# Use 2 speakers per room or 1 speaker?



## easytim (Oct 31, 2011)

I'm going to be building a new home and I want to put ceiling speakers in every room. I would like to put 2 speakers in every room, but is it necessary to have 2 speakers in each room? 

When doing a whole house sound system should each room have 2 speakers for stereo or will 1 speaker in each room work just fine?


----------



## zieglj01 (Jun 20, 2011)

easytim said:


> I'm going to be building a new home and I want to put ceiling speakers in every room. I would like to put 2 speakers in every room, but is it necessary to have 2 speakers in each room?
> 
> When doing a whole house sound system should each room have 2 speakers for stereo or will 1 speaker in each room work just fine?
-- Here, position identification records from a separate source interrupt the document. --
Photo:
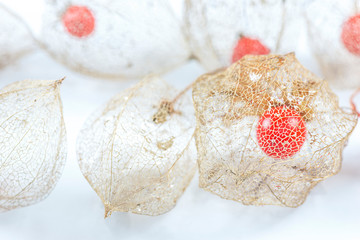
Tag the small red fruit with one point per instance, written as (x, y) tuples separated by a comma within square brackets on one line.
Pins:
[(281, 132), (248, 46), (350, 34), (79, 21)]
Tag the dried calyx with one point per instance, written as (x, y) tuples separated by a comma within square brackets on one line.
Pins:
[(138, 151), (267, 131), (33, 142)]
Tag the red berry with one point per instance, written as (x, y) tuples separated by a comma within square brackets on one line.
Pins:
[(246, 46), (79, 21), (281, 132), (350, 34)]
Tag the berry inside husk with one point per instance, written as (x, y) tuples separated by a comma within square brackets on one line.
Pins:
[(79, 21), (350, 34), (281, 132), (248, 46)]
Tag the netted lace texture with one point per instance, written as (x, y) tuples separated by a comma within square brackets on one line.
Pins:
[(138, 152), (114, 38), (33, 142), (267, 131)]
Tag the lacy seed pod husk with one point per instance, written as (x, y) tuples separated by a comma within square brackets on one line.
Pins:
[(15, 37), (334, 37), (267, 131), (118, 39), (221, 32), (138, 152), (33, 142)]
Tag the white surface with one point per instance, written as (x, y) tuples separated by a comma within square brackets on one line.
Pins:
[(73, 210)]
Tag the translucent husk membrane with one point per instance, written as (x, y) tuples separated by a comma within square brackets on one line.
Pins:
[(15, 38), (228, 105), (130, 39), (215, 27), (138, 151), (33, 142)]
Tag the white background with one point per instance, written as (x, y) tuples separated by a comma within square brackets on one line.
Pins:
[(73, 210)]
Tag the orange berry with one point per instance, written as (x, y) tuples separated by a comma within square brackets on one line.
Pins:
[(281, 132), (79, 21)]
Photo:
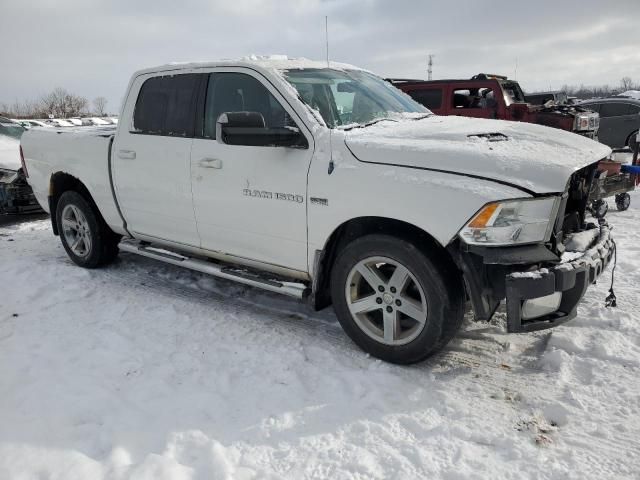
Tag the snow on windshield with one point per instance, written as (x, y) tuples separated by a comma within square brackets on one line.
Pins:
[(346, 98)]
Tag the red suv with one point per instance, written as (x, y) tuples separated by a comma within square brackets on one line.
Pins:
[(494, 96)]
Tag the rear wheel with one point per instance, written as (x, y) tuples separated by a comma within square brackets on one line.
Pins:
[(600, 208), (85, 236), (395, 302)]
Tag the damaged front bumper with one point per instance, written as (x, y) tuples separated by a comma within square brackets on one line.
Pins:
[(540, 289), (547, 297)]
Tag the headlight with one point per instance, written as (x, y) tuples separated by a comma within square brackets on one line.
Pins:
[(512, 222)]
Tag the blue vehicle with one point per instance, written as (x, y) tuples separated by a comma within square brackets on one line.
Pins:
[(16, 195)]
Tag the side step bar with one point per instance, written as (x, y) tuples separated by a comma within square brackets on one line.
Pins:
[(292, 289)]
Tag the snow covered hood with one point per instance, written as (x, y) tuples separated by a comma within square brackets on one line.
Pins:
[(534, 157), (9, 153)]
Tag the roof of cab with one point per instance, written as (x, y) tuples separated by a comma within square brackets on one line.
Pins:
[(271, 62)]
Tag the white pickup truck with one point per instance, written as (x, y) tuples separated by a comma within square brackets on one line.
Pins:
[(325, 182)]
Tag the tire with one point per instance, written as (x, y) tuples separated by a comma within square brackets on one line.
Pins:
[(623, 200), (600, 208), (381, 326), (77, 220)]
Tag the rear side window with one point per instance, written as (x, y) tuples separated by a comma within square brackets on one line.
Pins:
[(615, 109), (165, 106), (432, 98)]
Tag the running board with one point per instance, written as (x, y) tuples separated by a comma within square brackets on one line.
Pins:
[(291, 289)]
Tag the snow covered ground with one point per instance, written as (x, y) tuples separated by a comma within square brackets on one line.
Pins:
[(144, 371)]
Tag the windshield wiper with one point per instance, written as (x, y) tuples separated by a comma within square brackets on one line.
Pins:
[(368, 124)]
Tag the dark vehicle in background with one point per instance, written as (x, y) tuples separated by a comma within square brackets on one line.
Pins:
[(494, 96), (540, 98), (16, 195), (619, 119)]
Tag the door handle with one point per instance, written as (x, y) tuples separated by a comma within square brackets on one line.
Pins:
[(210, 163), (127, 154)]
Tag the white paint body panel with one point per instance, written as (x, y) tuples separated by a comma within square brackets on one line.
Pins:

Overall, 2 speakers tend to sound better for stereo - elevator music is bad enough.


----------



## Jungle Jack (Jul 28, 2009)

Hello,
I agree. While many use a single Speaker, it sounds much better when using two and getting Stereo.
Cheers,
JJ


----------



## tonyvdb (Sep 5, 2007)

Two is the way to go, if you only use one you are missing half the signal when using stereo sources and it will sound funny.


----------



## drdoan (Aug 30, 2006)

Always best to start with the best you can afford, as adding other speakers later would be a hassle, especially if you didn't like the sound of one speaker. Have fun. Dennis


----------



## easytim (Oct 31, 2011)

Thanks so much everyone for your input, I value it :wave:


----------



## easytim (Oct 31, 2011)

tonyvdb said:


> Two is the way to go, if you only use one you are missing half the signal when using stereo sources and it will sound funny.


 I would have to use mono


----------